It involves converting the weights from FP16 to INT8, effectively halving the size of the LLM. The method claims to efficiently reduce the size of LLMs up to 175B parameters without performance degradation.
Before going to the details of the paper [1], it’s important to understand that LLMs have emergent features — patterns that arise from the training data and are crucial for the model’s performance. Some of these features can have large magnitudes and can exert a strong influence over the model’s overall performance.
Steps involved:
- The LLM.int8() method starts with vector-wise quantization. This means that each vector (a row in the matrix) is quantized separately, using its own normalization constant. The relative significance of each feature is thus preserved.
- For each vector, a normalization constant is calculated that is used to scale the vectors so that they can be represented as 8-bit integers. By using the normalization constants, most of the features in the LLM are quantized.
- For emergent outliers — features with unusually large magnitudes — a mixed-precision decomposition scheme is used. This isolates these outlier features into a separate 16-bit matrix multiplication, ensuring they are handled accurately while still allowing more than 99.9% of the values to be multiplied in 8-bit.
Pros
LLMs can be quantized and used immediately for inference without performance degradation.
Cons
The method focuses only on the INT8 datatype and models of up to 175B parameters (especially OPT-175B / BLOOM).
Code Implementation
from transformers import AutoTokenizer, AutoModelForCausalLM
import torchmodel_id = "meta-llama/Llama-2-7b-chat-hf"
tokenizer = AutoTokenizer.from_pretrained(model_id)
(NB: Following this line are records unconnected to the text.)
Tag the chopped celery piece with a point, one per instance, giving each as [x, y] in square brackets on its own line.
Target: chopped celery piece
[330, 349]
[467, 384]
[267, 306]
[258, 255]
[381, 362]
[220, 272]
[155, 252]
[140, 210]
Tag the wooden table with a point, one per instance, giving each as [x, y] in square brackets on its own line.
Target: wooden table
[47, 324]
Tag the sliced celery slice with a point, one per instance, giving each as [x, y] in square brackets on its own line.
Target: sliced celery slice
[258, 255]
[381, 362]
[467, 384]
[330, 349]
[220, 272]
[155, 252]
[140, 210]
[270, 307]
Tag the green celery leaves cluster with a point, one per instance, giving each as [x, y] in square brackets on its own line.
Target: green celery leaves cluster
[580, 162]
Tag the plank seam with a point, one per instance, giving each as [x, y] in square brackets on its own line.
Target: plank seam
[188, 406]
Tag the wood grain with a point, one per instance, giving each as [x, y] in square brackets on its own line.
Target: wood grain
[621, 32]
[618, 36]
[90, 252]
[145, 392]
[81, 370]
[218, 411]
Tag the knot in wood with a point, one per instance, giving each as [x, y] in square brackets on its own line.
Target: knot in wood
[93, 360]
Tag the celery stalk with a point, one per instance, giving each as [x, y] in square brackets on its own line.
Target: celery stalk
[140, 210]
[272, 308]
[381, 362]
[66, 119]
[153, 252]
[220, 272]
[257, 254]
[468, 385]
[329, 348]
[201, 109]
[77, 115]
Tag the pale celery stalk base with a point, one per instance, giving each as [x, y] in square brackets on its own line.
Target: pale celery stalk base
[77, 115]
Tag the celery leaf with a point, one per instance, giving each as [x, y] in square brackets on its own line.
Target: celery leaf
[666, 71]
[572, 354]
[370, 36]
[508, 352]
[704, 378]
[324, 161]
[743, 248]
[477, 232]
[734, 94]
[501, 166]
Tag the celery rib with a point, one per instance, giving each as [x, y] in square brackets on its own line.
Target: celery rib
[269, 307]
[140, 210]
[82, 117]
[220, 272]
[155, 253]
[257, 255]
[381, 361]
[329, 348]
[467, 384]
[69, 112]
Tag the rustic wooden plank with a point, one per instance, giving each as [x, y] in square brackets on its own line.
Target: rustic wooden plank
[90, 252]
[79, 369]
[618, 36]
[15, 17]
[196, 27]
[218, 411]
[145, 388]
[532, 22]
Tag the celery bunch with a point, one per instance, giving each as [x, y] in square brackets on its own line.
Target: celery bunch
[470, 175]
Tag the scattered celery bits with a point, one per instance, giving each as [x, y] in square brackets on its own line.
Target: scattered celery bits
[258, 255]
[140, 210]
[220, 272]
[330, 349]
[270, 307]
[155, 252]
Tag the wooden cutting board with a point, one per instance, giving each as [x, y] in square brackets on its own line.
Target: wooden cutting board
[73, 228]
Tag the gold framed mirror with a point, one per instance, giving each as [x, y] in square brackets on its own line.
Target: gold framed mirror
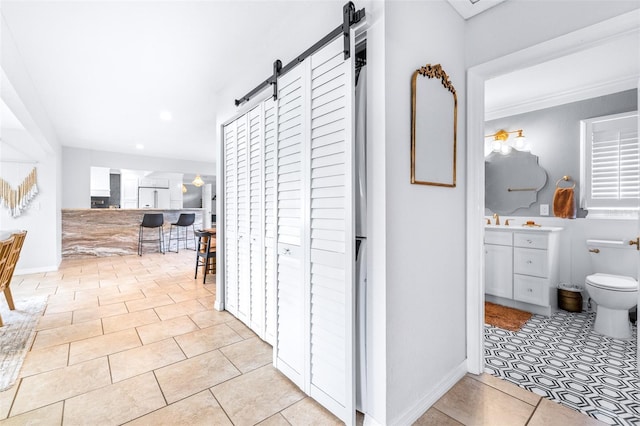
[433, 104]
model_8bit = AutoModelForCausalLM.from_pretrained(model_id, device_map="auto", load_in_8bit=True)
GPTQ (Oct 2022)
GPTQ was an early one-shot PTQ technique that enabled efficient deployment of large language models. It was achieved mainly through the two features proposed in the paper [4],
- Layerwise Quantization
Quantization is performed layer by layer in the LLM. The goal is to find a simpler version of the weights that still gives us a good result when we use it to make predictions. This is done in a way that the difference between the original and the simplified weights is as small as possible- ie, lowest mean squared error. - Optimal Brain Quantization
It is an algorithm intended to reduce errors introduced in the model due to quantization. While quantizing a weight, the remaining weights are adjusted.
Pros
GPTQ allows for quantization up to 2 bits, providing a range of trade-offs between model size and performance.
Cons
Quantization by this method introduces considerable performance degradation.
Code Implementation
Install the required libraries.
pip install auto-gptq transformers accelerate
Load the model and quantize it with the autogptq library.
from transformers import AutoModelForCausalLM, AutoTokenizer, GPTQConfig
model_id = "meta-llama/Llama-2-7b-hf"
tokenizer = AutoTokenizer.from_pretrained(model_id)
quant_config = GPTQConfig(bits=4, dataset = "c4", tokenizer=tokenizer)
model = AutoModelForCausalLM.from_pretrained(model_id, device_map="auto", quantization_config=quant_config)
QLoRA (May 2023)
Before diving into QLoRA, here is a brief introduction to LoRA. LoRA (Low-Rank Adaptation of Large Language Models) is a parameter-efficient fine-tuning method used to specialize LLMs for particular tasks. It achieves this by integrating trainable matrices based on rank decomposition into every transformer layer. Moreover, it minimizes the number of parameters that need to be trained for the targeted task, all the while maintaining the original pre-trained model weights unchanged. Read more about it here.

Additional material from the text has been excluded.